Подвода, которой правил Юдл Пискун, шла в самой середине обоза. Юдл был в бешенстве. Он чувствовал себя в ловушке — впереди враги и сзади враги, и все следят, не спускают с него глаз. «Спастись!.. Как спастись?…» — эта мысль ни на минуту не оставляла его. За весь день он не вымолвил слова, только покусывал свой тонкий ус. Зелда и Доба тоже молчали. Зелда сидела на самом краю подводы, с уснувшим Шолемке на руках, и печально поглядывала на остальных детей: те шалили как ни в чем не бывало. Она еще не оправилась после неожиданной смерти свекрови и со стесненным сердцем думала о том, что Шефтл еще ничего не знает… Не знает, что мать умерла и в палисаднике остался только маленький могильный холмик… Не знает, что Зелда с детьми покинула хутор и едет на одной подводе с Юдлом Пискуном неизвестно куда… А сам он? Где он теперь, в эту минуту, когда она думает о нем? Если б можно хоть одним глазом издали посмотреть на него, увидеть, что он делает… Только бы цел был, только бы здоров… больше ей ничего не надо. И письмо. Хоть два слова. И новый адрес. Жаль, не получила она того привета, может, было б спокойнее… Уж она бы того человека обо всем расспросила: где встретились, на какой платформе, куда направлялся эшелон… Разузнала бы, как Шефтл выглядит, как одет, что рассказывал о себе. И может, удалось бы узнать, в какую часть его перевели. Но где этот человек и кто он? Почему не пришел, не передал привета? А если и приедет еще — где он будет ее искать?

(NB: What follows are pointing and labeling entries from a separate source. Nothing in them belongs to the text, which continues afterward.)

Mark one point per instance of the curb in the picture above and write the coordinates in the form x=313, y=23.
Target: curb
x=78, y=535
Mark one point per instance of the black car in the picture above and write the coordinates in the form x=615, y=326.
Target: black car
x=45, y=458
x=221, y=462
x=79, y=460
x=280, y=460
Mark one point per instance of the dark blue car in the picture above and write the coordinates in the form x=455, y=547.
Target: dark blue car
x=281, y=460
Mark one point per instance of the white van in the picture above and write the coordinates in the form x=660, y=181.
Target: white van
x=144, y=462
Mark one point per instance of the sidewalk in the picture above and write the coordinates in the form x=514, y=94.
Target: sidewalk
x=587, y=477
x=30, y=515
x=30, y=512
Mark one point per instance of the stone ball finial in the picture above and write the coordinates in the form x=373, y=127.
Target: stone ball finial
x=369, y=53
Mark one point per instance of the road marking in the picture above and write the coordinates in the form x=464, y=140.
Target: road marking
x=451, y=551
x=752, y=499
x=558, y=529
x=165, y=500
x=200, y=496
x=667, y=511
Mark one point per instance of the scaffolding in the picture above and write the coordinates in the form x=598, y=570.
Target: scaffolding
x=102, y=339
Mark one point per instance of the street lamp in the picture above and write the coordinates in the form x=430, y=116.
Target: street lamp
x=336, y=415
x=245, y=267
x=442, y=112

В стороне, среди узлов, понуро сидела Доба и грустно покачивала головой. Всего за несколько недель до начала войны она ехала по этой дороге в МТС, к сыну, к Иоське, который ремонтировал в МТС тракторы. Будто вчера это было… Веселый, красивый, вот он бежит ей навстречу, обнимает ее и не знает, как лучше принять ее, куда раньше повести — то ли к себе в общежитие, то ли в столовую, то ли в мастерские. Так и стоит он перед ее глазами… А теперь? Знать бы хоть, был ли кто около него в последние минуты, может, звал ее… За что, за какие грехи суждено ей пережить единственного сына? Нет, если люди не могут жить в мире, ни к чему рожать детей. «Кто знает, что этих-то еще ждет», — с тоской подумала Доба, посмотрев на Зелдиных малышей.